STUTTGART/MÜNSINGEN. Jetzt ist offiziell bestätigt, was seit gut einer Woche schon für Schlagzeilen sorgt: Die Kassenärztliche Vereinigung Baden-Württemberg (KVBW) will 18 Notfallpraxis-Standorte schließen. Von den Plänen betroffen ist auch die unterm Dach der Münsinger Albklinik angesiedelte Notfallpraxis. Damit ändert sich für Patienten nicht nur in Münsingen, sondern auf der ganzen Alb Einiges. Notfallpraxen decken die Versorgungszeiträume außerhalb der regulären Sprechzeiten der Hausärzte ab. Wer also künftig am Wochenende oder spät abends ein medizinisches Problem hat, das nicht warten kann, bis der Hausarzt wieder offen hat, aber auch nicht unbedingt ein akuter Fall für den Rettungsdienst oder die Notaufnahme in der Klinik ist, wird sich umorientieren müssen. Im Kreis Reutlingen wird es künftig nur noch eine Notfallpraxis geben – die am Reutlinger Steinenberg-Klinikum. Für Patienten auf der Alb kommen – je nach Wohnort – auch Ehingen oder Sigmaringen in Frage.
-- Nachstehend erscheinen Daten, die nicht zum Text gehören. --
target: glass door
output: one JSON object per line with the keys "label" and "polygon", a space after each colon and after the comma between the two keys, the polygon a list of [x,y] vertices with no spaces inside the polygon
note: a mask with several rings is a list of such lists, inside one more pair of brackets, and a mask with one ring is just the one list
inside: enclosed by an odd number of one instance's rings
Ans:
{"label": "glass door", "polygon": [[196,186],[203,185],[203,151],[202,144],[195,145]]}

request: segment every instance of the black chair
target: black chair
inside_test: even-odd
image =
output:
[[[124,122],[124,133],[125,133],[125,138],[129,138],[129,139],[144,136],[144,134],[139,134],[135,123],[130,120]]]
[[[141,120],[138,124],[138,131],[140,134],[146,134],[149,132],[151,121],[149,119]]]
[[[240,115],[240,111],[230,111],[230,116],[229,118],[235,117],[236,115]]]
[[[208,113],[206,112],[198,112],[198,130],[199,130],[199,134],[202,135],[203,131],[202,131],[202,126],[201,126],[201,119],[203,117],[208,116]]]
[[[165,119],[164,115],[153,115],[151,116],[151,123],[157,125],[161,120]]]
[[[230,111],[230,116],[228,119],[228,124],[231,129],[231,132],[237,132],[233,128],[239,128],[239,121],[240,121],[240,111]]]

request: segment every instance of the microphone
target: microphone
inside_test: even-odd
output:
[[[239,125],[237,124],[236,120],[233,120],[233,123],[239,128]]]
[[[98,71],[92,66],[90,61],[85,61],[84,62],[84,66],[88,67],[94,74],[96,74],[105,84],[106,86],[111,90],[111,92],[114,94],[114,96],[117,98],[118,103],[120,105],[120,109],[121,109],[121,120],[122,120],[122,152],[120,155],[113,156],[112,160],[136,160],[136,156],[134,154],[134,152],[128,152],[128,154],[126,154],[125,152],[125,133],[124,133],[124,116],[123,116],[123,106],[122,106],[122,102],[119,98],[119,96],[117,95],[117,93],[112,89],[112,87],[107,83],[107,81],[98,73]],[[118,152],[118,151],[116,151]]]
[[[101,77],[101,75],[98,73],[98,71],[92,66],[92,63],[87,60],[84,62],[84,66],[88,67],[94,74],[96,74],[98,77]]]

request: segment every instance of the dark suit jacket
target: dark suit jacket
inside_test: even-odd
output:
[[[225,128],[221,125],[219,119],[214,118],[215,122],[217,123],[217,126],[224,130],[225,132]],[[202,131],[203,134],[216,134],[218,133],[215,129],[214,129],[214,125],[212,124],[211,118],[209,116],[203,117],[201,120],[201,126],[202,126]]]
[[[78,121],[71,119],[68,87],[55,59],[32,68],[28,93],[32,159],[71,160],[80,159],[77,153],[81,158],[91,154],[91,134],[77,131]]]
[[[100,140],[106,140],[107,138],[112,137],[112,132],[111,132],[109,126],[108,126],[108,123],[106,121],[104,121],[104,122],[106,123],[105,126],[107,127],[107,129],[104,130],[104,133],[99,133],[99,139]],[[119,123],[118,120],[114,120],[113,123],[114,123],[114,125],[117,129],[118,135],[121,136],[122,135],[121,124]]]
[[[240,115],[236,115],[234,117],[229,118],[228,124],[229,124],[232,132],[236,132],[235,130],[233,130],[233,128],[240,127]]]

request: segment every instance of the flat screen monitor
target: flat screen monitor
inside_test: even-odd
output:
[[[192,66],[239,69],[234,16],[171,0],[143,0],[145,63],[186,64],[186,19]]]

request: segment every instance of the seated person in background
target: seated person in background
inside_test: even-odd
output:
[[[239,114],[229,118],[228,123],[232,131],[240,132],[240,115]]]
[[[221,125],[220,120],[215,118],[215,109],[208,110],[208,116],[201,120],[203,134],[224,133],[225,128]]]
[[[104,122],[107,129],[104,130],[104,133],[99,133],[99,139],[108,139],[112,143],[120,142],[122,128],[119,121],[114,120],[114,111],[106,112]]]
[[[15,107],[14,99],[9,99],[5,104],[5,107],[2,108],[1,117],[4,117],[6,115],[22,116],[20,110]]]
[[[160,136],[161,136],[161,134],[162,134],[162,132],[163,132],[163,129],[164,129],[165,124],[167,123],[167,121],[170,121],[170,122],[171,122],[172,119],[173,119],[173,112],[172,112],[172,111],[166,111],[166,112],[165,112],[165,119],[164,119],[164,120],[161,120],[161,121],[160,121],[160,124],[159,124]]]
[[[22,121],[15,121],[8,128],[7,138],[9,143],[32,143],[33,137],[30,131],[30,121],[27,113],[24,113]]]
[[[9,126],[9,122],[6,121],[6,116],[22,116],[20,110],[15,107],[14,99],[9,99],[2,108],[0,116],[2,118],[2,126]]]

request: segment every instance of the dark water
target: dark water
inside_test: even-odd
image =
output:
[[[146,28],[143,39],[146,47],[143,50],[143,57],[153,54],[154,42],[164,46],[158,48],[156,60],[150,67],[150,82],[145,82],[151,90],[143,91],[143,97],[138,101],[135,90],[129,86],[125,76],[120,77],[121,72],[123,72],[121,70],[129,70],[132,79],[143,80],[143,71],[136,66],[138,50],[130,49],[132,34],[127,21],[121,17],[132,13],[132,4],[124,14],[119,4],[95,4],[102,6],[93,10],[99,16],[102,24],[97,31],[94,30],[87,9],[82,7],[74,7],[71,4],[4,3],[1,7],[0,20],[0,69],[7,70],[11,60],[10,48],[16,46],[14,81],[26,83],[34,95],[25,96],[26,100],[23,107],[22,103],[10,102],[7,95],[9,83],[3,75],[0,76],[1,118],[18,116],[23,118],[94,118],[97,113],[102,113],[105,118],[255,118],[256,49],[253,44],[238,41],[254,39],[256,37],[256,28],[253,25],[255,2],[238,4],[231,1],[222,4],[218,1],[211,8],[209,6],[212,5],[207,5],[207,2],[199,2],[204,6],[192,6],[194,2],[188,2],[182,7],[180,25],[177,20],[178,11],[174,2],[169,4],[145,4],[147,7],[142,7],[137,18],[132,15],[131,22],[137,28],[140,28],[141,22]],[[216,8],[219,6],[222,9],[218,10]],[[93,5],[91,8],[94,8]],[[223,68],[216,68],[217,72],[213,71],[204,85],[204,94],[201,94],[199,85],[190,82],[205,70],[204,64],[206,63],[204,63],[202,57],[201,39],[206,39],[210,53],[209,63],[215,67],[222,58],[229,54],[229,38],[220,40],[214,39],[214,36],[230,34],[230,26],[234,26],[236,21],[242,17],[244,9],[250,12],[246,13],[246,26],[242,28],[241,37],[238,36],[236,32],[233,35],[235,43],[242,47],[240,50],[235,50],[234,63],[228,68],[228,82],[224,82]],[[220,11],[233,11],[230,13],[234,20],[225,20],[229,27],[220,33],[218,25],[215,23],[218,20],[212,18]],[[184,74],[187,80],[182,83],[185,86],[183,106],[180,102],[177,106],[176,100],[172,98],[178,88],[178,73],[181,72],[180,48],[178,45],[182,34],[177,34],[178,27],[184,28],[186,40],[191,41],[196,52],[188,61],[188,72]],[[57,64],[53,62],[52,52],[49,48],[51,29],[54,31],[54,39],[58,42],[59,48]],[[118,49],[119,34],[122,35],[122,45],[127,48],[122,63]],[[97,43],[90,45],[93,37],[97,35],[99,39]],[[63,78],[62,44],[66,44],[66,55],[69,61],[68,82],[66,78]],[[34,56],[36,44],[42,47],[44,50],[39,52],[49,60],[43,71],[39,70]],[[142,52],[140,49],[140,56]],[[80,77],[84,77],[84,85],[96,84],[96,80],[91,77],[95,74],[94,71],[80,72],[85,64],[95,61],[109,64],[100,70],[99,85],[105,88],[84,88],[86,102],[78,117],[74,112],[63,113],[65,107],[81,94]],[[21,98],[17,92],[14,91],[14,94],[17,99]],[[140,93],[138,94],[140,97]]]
»Offen ist noch, zu welchem Zeitpunkt wir die Praxis in Münsingen schließen, sicherlich aber nicht vor dem 1.4.2025, da bis dahin bereits die Dienstpläne geschrieben sind«, schreibt die KVBW in einem Brief, der an die Landtagsabgeordneten des Wahlkreises Hechingen-Münsingen sowie an Landrat Ulrich Fiedler, den Reutlinger Oberbürgermeister Thomas Keck und den Münsinger Bürgermeister Mike Münzing adressiert ist. Sowohl auf Landkreisebene als auch in der Stadt Münsingen hatte sich bereits vor der offiziellen Verlautbarung der Pläne Widerstand auf breiter Basis geregt. Bei Bürgern, Politikern und bei Hausärzten stoßen die Pläne der KVBW auf Kritik und Widerstand. Bereits vor der offiziellen Verlautbarung hatten sich Bürgermeister Mike Münzing, Dr. Eberhard Rapp als Sprecher der Münsinger Ärzteschaft, Landtagsabgeordnete und Landrat Ulrich Fiedler offen zum Thema geäußert. Auch jetzt erhält der Standort Münsingen enorme Rückendeckung, die Schließung wollen weder Ärzte noch Politiker kampflos hinnehmen.
Infoveranstaltung
Die Bürgerinitiative Albklinik lädt am Mittwoch, 6. November, 19.30 Uhr, alle Interessierten zur Info-Veranstaltung im Saal des Gasthofs Herrmann am Münsinger Marktplatz ein. Die Referenten und Gesprächspartner stehen noch nicht fest, angefragt wurden laut Dr. Eberhard Rapp Vertreter aller Parteien sowie der Kreiskliniken. Zugesagt habe bereits Florian Wahl. Der SPD-Landespolitiker ist Vorsitzender des Sozialausschusses. (ma)
Die KVBW begründet ihre Neustrukturierung vor allem mit akuten Personalproblemen: Schon heute seien 1.125 Arztsitze nicht besetzt, mehr als 2.000 Ärztinnen und Ärzte in den Praxen seien über 65 Jahre alt und stünden deshalb unmittelbar vor dem Ruhestand. »Uns ist bewusst, dass diese Maßnahme einen Einschnitt für die Bevölkerung bedeutet und teilweise mit längeren Fahrtwegen verbunden ist. Wir halten die Maßnahme dennoch für vertretbar, zumal rein statistisch jeder Einwohner im Land den Bereitschaftsdienst nur alle paar Jahre einmal in Anspruch nimmt. Ebenso bitten wir zu berücksichtigen, dass der Bereitschaftsdienst nur für eine Überbrückungsbehandlung außerhalb der Regelversorgung und nicht für Notfälle zuständig ist.« Künftig wird es 57 allgemeine und 32 fachärztliche Bereitschaftspraxen im Land geben.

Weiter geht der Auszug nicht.